山本馬骨の くるま旅くらしノオト

「くるま旅くらしという新しい旅のスタイルを」提唱します。その思いや出来事などを綴ってみることにしました。

松浦武四郎という人物に感動する

2017-01-10 23:08:29 | 宵宵妄話

年末から年始にかけて松浦武四郎に係わる3冊の本を読んだ。その1は、佐江衆一著の「北海道人」その2は、花崎皋平著「静かな大地」その3は松浦武四郎自身著の「アイヌ人物誌」である。これらの本を読もうとしたのは、ここ2年夏の北海道行が中断しており、今年は是非とも再開したいと考えているので、その前にもう一度北海道というところがどのような土地であったのかを知ろうとしたのである。蝦夷地と呼ばれていた時代の北海道については、江戸時代以前に関する歴史資料は殆ど残っていないようだ。江戸も幕末近くになってから、諸外国のアジア進出にからんで、国防の観点からようやくその重要性が問われるようになったようである。

蝦夷地の探検といえば、自分の知っている範囲では茨城県(常陸国)出身の間宮林蔵、愛知県(三河国)出身の菅江真澄そして北海道という地名や九つの地域名の名付け親とも言われている三重県(伊勢国)出身の松浦武四郎である。もしアイヌ民族が文字を有していたなら、蝦夷の歴史の解釈が大きく変わっていたに違いないのだが、残念ながら文字を有せず口頭での伝承しかないために、江戸以前の歴史状況などは和人のために根絶やしされてしまったように思える。

3冊の本は、ほぼ同時並行的な読み方をした。先ず「北海道人」を読み、合わせて「静かな大地」を読み、更にそれぞれの合間に「アイヌ人物誌」を読んだ。すると作者の思い入れの違いや、松浦武四郎という人の人間愛というか、アイヌの人々に対するやるせないほどの愛情が読みとれて、感動することが多かった。

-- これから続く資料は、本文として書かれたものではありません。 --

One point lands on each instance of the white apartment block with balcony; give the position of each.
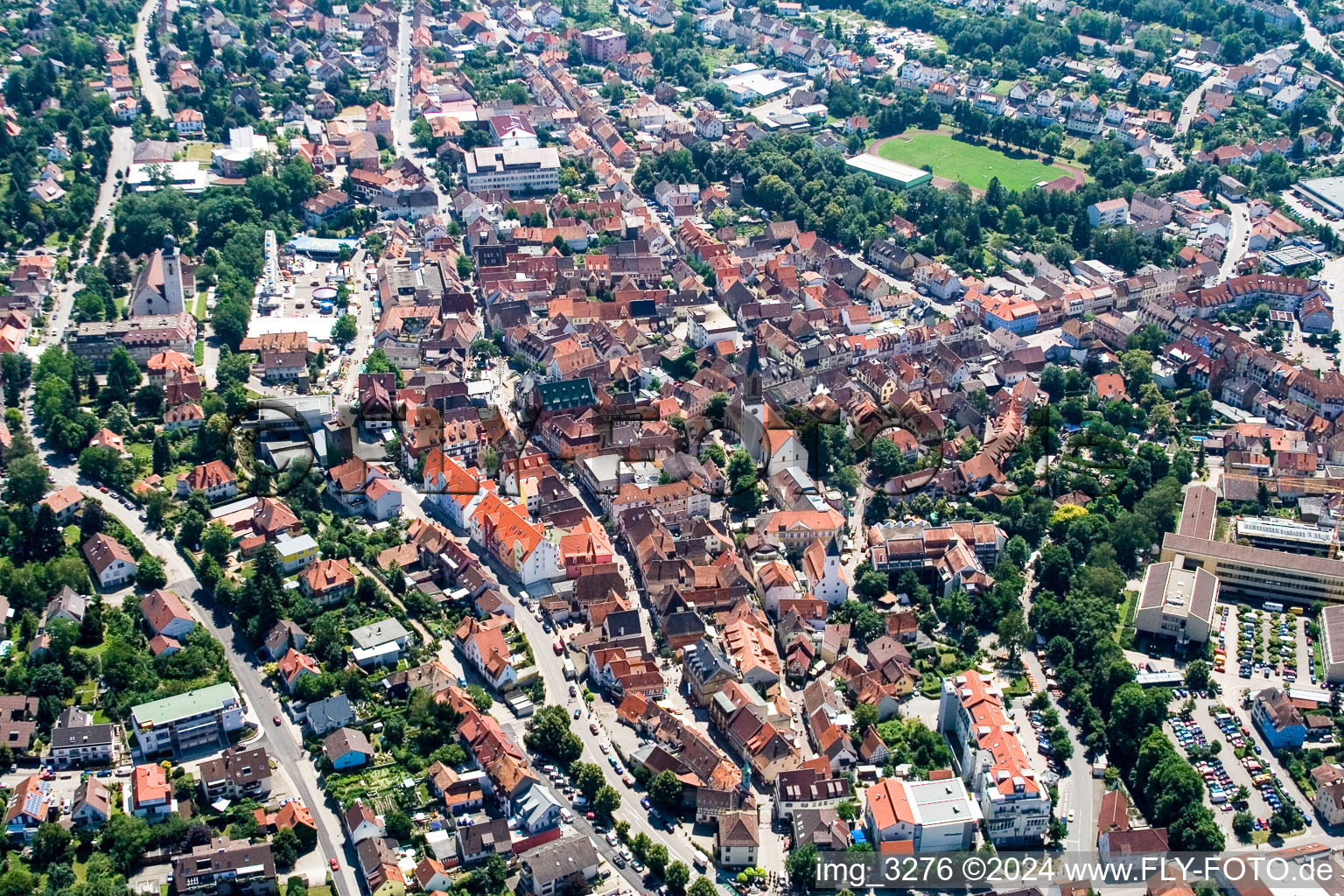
(993, 762)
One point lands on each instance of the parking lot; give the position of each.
(1254, 649)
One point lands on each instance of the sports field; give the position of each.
(970, 164)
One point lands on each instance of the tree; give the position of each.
(872, 584)
(802, 865)
(398, 825)
(1054, 569)
(606, 801)
(150, 572)
(864, 715)
(125, 840)
(549, 734)
(676, 878)
(1012, 632)
(217, 540)
(346, 328)
(122, 375)
(1060, 745)
(588, 778)
(666, 790)
(1196, 676)
(162, 456)
(50, 844)
(27, 481)
(489, 461)
(284, 848)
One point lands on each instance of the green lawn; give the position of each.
(200, 150)
(970, 164)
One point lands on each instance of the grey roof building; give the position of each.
(326, 717)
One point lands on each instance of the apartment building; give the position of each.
(1176, 604)
(77, 740)
(512, 168)
(187, 720)
(993, 762)
(226, 868)
(932, 816)
(235, 774)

北海道はアイヌの人たちの住む世界だった。彼らの暮らし方は、狩猟と採取がメインであり、これは縄文時代の暮らし方に根を置いている。日本国の歴史の中で、縄文時代の文化が占める時間は驚くほど長い。弥生時代に至るまでに数千年以上を有していると考えられている。いわばこの国に住む人間にとっては正統派の暮らし方だったのだと思う。自然を崇敬し、生き物の生命を大切にしながら、家族を大切にする心豊かな暮らしを守って来たのである。狩猟においては勇敢であっても、決して則を超えて生き物の命を奪うようなことはしなかったのである。

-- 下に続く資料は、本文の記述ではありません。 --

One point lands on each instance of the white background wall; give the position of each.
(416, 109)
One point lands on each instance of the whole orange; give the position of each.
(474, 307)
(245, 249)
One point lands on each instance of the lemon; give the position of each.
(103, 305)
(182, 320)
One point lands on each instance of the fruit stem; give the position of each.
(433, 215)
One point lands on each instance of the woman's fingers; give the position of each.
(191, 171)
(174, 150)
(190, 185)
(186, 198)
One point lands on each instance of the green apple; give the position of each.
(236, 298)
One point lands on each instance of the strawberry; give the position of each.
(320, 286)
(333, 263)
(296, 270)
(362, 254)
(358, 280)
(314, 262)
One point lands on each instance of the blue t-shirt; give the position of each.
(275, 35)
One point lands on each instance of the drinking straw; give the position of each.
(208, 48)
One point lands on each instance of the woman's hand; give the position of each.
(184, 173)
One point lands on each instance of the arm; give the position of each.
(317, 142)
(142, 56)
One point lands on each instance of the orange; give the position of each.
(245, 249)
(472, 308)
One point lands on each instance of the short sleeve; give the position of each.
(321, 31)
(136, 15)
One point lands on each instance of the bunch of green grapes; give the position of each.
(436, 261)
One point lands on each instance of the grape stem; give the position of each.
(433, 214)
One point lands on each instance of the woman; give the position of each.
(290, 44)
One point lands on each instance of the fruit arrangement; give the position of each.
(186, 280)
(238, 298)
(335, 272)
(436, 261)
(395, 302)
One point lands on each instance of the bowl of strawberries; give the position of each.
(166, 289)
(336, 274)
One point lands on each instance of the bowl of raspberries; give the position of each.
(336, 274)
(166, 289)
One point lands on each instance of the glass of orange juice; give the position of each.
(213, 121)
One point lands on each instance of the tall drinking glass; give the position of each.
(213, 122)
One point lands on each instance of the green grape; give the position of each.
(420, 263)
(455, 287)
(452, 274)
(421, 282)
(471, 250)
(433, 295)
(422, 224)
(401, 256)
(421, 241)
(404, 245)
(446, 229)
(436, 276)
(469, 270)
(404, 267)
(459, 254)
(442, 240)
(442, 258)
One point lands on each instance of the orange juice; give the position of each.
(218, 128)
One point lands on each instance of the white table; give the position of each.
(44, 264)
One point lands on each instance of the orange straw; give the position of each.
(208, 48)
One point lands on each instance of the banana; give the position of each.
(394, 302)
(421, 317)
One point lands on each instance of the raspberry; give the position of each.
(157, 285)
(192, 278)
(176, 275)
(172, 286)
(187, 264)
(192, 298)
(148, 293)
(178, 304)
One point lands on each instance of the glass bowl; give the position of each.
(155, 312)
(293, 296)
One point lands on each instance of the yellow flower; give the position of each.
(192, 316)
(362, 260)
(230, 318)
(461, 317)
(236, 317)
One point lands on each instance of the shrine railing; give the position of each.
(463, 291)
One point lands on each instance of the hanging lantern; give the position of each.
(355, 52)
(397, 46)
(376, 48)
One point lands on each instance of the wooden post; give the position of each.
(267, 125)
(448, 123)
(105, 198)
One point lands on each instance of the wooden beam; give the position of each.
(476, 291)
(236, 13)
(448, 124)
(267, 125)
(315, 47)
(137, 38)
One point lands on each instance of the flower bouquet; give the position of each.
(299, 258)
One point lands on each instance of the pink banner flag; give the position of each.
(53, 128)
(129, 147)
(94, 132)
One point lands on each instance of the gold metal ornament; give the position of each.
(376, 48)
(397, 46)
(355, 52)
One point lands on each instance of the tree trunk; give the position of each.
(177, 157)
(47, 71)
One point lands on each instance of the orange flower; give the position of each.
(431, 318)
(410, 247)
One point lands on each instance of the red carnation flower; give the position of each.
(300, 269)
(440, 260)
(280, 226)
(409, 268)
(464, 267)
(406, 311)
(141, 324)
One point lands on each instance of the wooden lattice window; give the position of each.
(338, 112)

それが、津軽の十三湊(とさみなと)から松前にやって来た蠣崎一族が侵入するに及んで、アイヌ民族の不幸が始まったのである。後に松前藩と名乗ったこの和人たちに対して、当初は果敢に戦を仕掛けてこれを排除しようとしたのだけど、和人の巧妙にして卑怯な騙し打ちに何度も遭ううちに、次第に暮らしの基盤を奪われ、隷属化されるようになってしまったのである。幕末近くのそのアイヌの人たちの悲惨な様子は、「アイヌ人物誌」を読めば一目瞭然である。この中には和人の非道ぶりに対する松浦武四郎のやり切れない悲憤慷慨の思いと、その分だけ深い深いアイヌの人たちへの尊敬と温かい思いが記されている。

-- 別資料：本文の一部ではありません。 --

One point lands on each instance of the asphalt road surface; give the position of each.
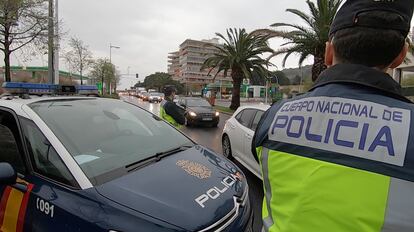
(211, 138)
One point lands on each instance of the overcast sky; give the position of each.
(147, 31)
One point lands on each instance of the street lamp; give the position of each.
(110, 61)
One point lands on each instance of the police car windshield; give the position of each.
(106, 135)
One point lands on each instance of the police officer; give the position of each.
(341, 157)
(169, 111)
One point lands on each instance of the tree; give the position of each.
(104, 71)
(281, 77)
(79, 58)
(21, 22)
(307, 40)
(239, 55)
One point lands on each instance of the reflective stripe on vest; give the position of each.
(167, 117)
(304, 194)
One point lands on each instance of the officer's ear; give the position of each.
(400, 58)
(329, 53)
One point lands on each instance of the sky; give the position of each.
(146, 31)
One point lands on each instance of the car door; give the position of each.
(244, 132)
(55, 204)
(13, 198)
(247, 153)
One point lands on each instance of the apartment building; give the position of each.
(185, 65)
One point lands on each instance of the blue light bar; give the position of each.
(42, 89)
(29, 88)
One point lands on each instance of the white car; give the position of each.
(238, 134)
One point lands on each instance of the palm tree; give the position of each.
(307, 40)
(239, 55)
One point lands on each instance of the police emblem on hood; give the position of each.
(194, 169)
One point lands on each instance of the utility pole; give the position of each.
(56, 47)
(51, 73)
(110, 61)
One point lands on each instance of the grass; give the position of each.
(224, 109)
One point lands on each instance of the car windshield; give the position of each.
(197, 102)
(105, 135)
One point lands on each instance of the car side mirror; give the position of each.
(8, 175)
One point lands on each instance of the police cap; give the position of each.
(351, 14)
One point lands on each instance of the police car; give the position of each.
(69, 162)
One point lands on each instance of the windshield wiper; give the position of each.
(163, 154)
(155, 158)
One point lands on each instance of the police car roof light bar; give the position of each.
(20, 88)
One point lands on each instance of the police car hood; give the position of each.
(191, 189)
(201, 109)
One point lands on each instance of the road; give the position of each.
(211, 138)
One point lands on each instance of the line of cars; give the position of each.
(76, 163)
(150, 96)
(237, 133)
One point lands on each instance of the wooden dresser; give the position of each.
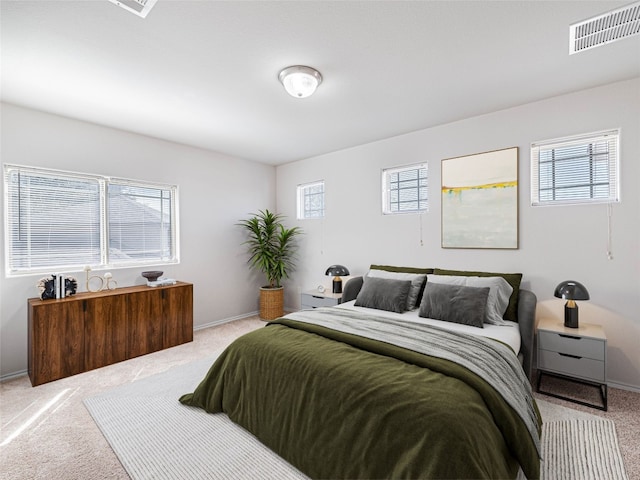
(91, 330)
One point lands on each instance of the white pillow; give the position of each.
(417, 282)
(499, 293)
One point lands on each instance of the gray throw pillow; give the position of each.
(384, 294)
(417, 284)
(455, 303)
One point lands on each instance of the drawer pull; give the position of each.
(570, 336)
(568, 355)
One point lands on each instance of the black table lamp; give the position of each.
(571, 291)
(337, 271)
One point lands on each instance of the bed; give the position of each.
(363, 391)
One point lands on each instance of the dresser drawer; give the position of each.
(583, 367)
(572, 344)
(313, 301)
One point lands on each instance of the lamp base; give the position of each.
(571, 315)
(337, 285)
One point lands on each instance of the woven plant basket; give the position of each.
(271, 303)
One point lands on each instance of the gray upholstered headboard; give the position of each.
(527, 301)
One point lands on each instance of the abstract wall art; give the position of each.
(480, 200)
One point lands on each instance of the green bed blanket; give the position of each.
(337, 405)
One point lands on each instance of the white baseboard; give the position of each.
(11, 376)
(224, 320)
(624, 386)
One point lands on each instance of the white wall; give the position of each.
(215, 191)
(556, 243)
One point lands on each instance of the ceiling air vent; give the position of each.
(606, 28)
(139, 7)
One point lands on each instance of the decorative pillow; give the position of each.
(454, 303)
(514, 280)
(499, 293)
(417, 283)
(384, 294)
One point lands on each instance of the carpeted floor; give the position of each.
(48, 433)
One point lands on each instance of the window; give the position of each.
(404, 189)
(61, 221)
(580, 169)
(311, 200)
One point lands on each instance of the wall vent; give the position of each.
(139, 7)
(606, 28)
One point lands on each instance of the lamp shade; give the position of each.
(571, 290)
(300, 81)
(337, 270)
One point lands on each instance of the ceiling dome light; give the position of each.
(300, 81)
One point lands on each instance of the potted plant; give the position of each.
(272, 249)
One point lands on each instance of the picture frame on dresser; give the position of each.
(574, 354)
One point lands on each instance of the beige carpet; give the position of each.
(157, 438)
(46, 432)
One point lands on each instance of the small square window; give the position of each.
(311, 200)
(404, 189)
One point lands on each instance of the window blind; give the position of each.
(404, 189)
(61, 221)
(580, 169)
(311, 200)
(52, 220)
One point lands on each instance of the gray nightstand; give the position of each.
(315, 299)
(576, 354)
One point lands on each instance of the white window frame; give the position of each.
(303, 192)
(27, 256)
(388, 197)
(586, 178)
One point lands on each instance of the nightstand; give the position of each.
(315, 299)
(575, 354)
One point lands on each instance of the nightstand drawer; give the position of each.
(312, 301)
(572, 344)
(577, 366)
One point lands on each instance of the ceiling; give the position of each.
(204, 73)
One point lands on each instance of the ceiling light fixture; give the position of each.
(139, 7)
(300, 81)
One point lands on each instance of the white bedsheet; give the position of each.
(509, 334)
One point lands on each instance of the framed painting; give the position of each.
(480, 200)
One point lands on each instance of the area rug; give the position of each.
(156, 437)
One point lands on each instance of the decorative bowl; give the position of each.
(152, 275)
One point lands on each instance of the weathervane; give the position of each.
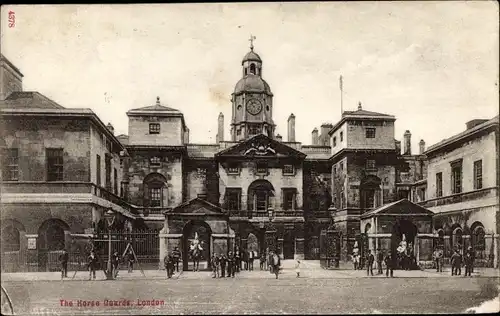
(252, 38)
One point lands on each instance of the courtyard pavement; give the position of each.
(309, 269)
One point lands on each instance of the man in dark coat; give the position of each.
(389, 264)
(63, 259)
(222, 262)
(380, 258)
(369, 263)
(176, 254)
(93, 263)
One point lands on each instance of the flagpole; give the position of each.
(341, 96)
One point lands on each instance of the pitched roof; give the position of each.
(402, 207)
(29, 99)
(153, 109)
(462, 135)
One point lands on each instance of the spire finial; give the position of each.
(252, 38)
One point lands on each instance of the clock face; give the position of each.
(254, 106)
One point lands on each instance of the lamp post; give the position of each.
(110, 218)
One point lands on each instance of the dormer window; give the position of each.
(154, 162)
(288, 170)
(154, 128)
(261, 168)
(233, 169)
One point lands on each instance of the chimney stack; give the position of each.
(324, 138)
(398, 146)
(291, 128)
(186, 136)
(220, 128)
(407, 143)
(111, 128)
(421, 146)
(315, 137)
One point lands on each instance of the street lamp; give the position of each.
(110, 218)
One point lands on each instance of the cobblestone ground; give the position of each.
(252, 293)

強者が弱者を見下し、蔑視化して己の優位性を強調しようとする構図は、生物の世界では本能化しているのかもしれない。アイヌの人たちを隷属化させて恰も有頂天となっているような輩は、その多くが強者の世界の中の弱者であり、その弱さを拭うために更なる弱者に対して権力を奮うのであろう。アイヌの人たちは自分たちが元々住む蝦夷地において、愚かな弱者和人の代償目的(=生贄)とされてしまったのである。この構図は日本国においては、薩摩と琉球の関係や日韓併合時代においても共通に見られるものであった。しかし、強者の理論が崩れた時には、今まで虐げられていた弱者側の反発のエネルギーは爆発して止まらないものとなる。それらは過去の世界においても、又現代においても続いている哀しく虚しい闘いの構図となっているようだ。

今現在のアイヌの人たちにおいても、その反発と抵抗のエネルギーはくすぶり燃え続けているに違いない。しかし、韓国や北朝鮮ほどには騒々しくないのは、本来のアイヌの人たちが持っていた優しく温和な人間性に拠るものなのかもしれない。和人との同化が進んだからという側面があるのかもしれないけど、自分的にはそう思いたくはない。

アイヌの人たちの暮らしぶりについては、二風谷(沙流郡平取町)の町立アイヌ文化博物館や萱野茂二風谷アイヌ資料館を訪ねて、一応の理解はしていたつもりだったけど、これらの本を読んでかなり認識が変わったように思う。もう一度アイヌの人たちの暮らしの様子を再訪してしっかり確認する必要があると思った。上っ面の理解で済むような話ではないということを、この3冊から厳しく学んだような気がする。

それにしても、いつも思うのだが、松浦武四郎という人物のこの逞しき不屈の旅のエネルギーはどこから生まれるのであろうか。江戸末期の偉人たちの行動はどの人物もエネルギーに溢れているのを思い知らされるのだが、未開の地に在って北海道を隈なくといっていいほどに訪ね歩き、又その膨大な記録を残すパワーには驚かされ続けるのである。間宮林蔵や菅江真澄という人たちのエネルギーも大したものだと思わずにはいられないのだが、この松浦武四郎という人物の北海道に対する愛郷ともいうべき思いの大きさは、何よりもアイヌの人たちへの思いに支えられて発露されたに違いない。

北海道は、今なお今日においても先ずは暮らしの先達としてのアイヌの人たちを理解することから始めなければならないのだと思った。それがこの三冊を読んでの感想の全てである。